Published 2:59 am Thursday, July 27, 2023
WELLINGTON, New Zealand — About a half-hour after the U.S. and Dutch women’s national soccer teams completed their heated World Cup match Thursday, Lindsey Horan and Danielle van de Donk found themselves 20 feet apart explaining to reporters the incident that changed the course of the game.
The Dutch had been two-thirds of the way to an upset over the two-time reigning champions when van de Donk smashed into Horan near the sideline.
Most of the year, they are teammates on the great French club, Olympique Lyonnais. Here, on a wind-whipped winter day along Wellington Harbor, with first place in Group E on the line, they were adversaries.

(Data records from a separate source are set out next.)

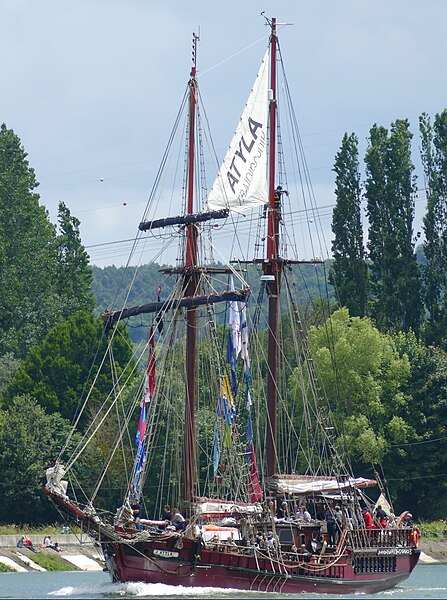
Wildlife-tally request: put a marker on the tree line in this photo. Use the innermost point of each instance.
(391, 402)
(400, 421)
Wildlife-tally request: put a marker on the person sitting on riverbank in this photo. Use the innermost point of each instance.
(178, 520)
(47, 543)
(26, 542)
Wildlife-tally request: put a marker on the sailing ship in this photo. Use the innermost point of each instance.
(265, 500)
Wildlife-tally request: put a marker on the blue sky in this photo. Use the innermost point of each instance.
(92, 88)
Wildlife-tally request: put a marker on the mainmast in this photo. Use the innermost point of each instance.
(272, 267)
(191, 283)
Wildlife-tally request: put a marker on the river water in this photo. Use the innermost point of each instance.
(426, 581)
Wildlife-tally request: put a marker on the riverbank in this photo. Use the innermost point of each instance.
(79, 553)
(82, 554)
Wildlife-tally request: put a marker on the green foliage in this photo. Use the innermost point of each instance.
(30, 439)
(52, 563)
(417, 455)
(434, 160)
(27, 252)
(59, 371)
(363, 377)
(433, 530)
(349, 273)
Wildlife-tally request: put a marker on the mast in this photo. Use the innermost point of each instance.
(191, 282)
(272, 267)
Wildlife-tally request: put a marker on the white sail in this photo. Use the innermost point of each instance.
(242, 179)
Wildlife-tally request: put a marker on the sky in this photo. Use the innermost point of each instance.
(92, 88)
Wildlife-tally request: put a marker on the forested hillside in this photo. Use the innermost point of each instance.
(381, 358)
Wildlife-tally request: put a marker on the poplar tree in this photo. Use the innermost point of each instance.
(74, 274)
(434, 160)
(27, 252)
(349, 271)
(390, 193)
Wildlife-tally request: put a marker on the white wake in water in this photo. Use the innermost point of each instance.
(139, 589)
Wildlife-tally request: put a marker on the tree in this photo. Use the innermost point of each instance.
(59, 372)
(27, 252)
(349, 274)
(390, 192)
(434, 160)
(30, 439)
(362, 376)
(74, 275)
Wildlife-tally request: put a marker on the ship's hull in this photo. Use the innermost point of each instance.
(193, 566)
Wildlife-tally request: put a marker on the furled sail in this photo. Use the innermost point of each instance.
(241, 183)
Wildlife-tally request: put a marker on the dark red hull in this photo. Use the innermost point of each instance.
(346, 574)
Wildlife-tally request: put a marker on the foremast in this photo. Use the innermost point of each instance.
(191, 282)
(272, 267)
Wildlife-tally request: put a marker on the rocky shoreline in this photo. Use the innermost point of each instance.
(78, 552)
(82, 553)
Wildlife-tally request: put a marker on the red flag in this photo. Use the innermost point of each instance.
(254, 487)
(151, 363)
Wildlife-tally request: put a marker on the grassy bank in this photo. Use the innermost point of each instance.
(41, 530)
(435, 531)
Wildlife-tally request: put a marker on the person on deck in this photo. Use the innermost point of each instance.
(178, 520)
(135, 507)
(302, 514)
(26, 542)
(47, 543)
(331, 525)
(367, 519)
(304, 554)
(166, 515)
(283, 511)
(381, 516)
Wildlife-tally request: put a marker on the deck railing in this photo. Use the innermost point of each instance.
(379, 538)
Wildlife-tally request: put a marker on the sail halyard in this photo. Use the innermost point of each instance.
(237, 533)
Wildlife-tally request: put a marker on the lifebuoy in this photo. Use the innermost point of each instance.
(415, 536)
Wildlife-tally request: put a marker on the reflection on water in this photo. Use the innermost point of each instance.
(427, 581)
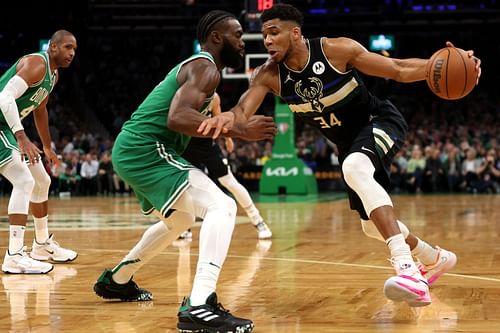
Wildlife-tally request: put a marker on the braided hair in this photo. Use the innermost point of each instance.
(208, 22)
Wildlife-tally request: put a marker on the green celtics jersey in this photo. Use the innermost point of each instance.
(149, 121)
(36, 93)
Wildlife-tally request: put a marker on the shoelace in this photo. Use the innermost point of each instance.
(220, 308)
(398, 267)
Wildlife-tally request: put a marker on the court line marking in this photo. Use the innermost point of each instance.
(319, 262)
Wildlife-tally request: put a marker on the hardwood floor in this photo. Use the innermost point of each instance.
(319, 273)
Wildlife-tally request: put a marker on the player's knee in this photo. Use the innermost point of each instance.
(228, 181)
(357, 168)
(42, 183)
(26, 184)
(229, 205)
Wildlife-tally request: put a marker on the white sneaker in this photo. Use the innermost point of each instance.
(51, 250)
(446, 260)
(188, 235)
(409, 285)
(263, 230)
(21, 263)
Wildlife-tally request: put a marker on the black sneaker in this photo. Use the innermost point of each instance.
(210, 318)
(128, 292)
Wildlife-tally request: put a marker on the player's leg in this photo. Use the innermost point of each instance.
(365, 168)
(218, 168)
(16, 259)
(117, 283)
(432, 261)
(44, 246)
(242, 196)
(201, 310)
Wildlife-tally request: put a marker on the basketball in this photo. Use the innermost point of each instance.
(451, 73)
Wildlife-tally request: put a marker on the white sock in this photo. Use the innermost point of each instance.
(427, 254)
(16, 238)
(398, 247)
(242, 196)
(215, 237)
(204, 284)
(41, 229)
(153, 241)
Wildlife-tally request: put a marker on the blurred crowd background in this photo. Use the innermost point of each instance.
(125, 47)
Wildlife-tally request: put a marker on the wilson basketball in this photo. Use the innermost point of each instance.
(451, 73)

While receiving treatment, Horan fumed. “Unfortunately, I did not take it in a good way,” Horan said with a grin. “I got a little heated and she got to hear it.”
Julie Ertz and others tried calming her down.
“Lins, please, just don’t get another yellow card,” Ertz said. Horan had received a card in the opener last weekend, and if she were to lose her cool and get another yellow, she’d miss the group finale.
“Just score this goal,” Ertz said, “to shut everyone up.”
A moment later, Horan channeled contempt into a 62nd-minute header off Rose Lavelle’s corner kick. The teams finished in a 1-1 draw, leaving both well-positioned to qualify for the round of 16 when group play concludes Tuesday.
Following this match, van de Donk was explaining what had happened, in Dutch and English, when Horan walked behind her and gave her a playful push or pinch. They glanced at each other and laughed.
They had embraced on the field after the final whistle, too.
No hard feelings. Just hard tackles. “It was just a duel on the sideline that I won. She is a bit like me; she got a bit feisty,” van de Donk said. “We just had a little talk.”
Horan had the final say, though. “That’s where you get the best football from Lindsey,” Horan said of the episode motivating her.
“She gets fouled, kicked, hurt and obviously it’s a very difficult moment,” U.S. Coach Vlatko Andonovski said. “And instead of crying about it, she just goes and makes a statement and basically shows everyone where the direction of the game is going to take.”
The U.S. team fed off Horan’s goal.
“You could feel the shift in the game and you could feel us gaining the momentum,” defender Naomi Girma said.
Although the Americans did not score again, despite numerous opportunities, the second-half response left them in a good mind-set heading into Tuesday’s match against Portugal (1-1-0) in Auckland.
They and the Netherlands are tied with four points apiece, but the United States has the edge in the first tiebreaker: goal differential (plus-3 vs. plus-1). The Dutch will close against Vietnam (0-2-0). The reward for finishing first is getting to probably dodge Sweden in the round of 16.
Aside from Horan’s goal, the U.S. delegation was heartened by the overall response after a troublesome first half in which Jill Roord scored early.
“We saw them break us down quite a few times in the first half,” forward Alex Morgan said. “It didn’t really happen in the second half that much.”
In the second half, the U.S. team was “attacking wave after wave after wave,” Morgan said. “I feel like that was important. We didn’t get what we wanted — just three points — but it’s an important piece to this journey that both the veterans and the new players kind of needed.”
The first pivotal moment came at the start of the second half, when Andonovski inserted midfielder Rose Lavelle, whose creativity, vision and footwork brought a fresh attacking dimension.
The U.S. team needs her influence. In the first half Thursday, it struggled to sustain meaningful possession and did not create many quality opportunities for top-scorer Morgan and winger Sophia Smith, who scored twice against Vietnam.
It finished with an 18-4 shot advantage but only four were on target. The corner kick count was 11-1.
This almost-empty performance came five days after a maddening number of missed chances against badly overmatched Vietnam. Over two matches, the United States has scored four goals.
Playing from behind, though, offered lessons in resiliency. Not since the 1999 quarterfinals had the United States recovered from a halftime deficit to earn a victory or draw.
“It’s one thing to have an experienced team and to do that, but it’s a lot bigger with a younger team,” Andonovski said.
Added Horan: “It’s great for us to have this in the group stage to feel that kind of pressure. Now we move forward.”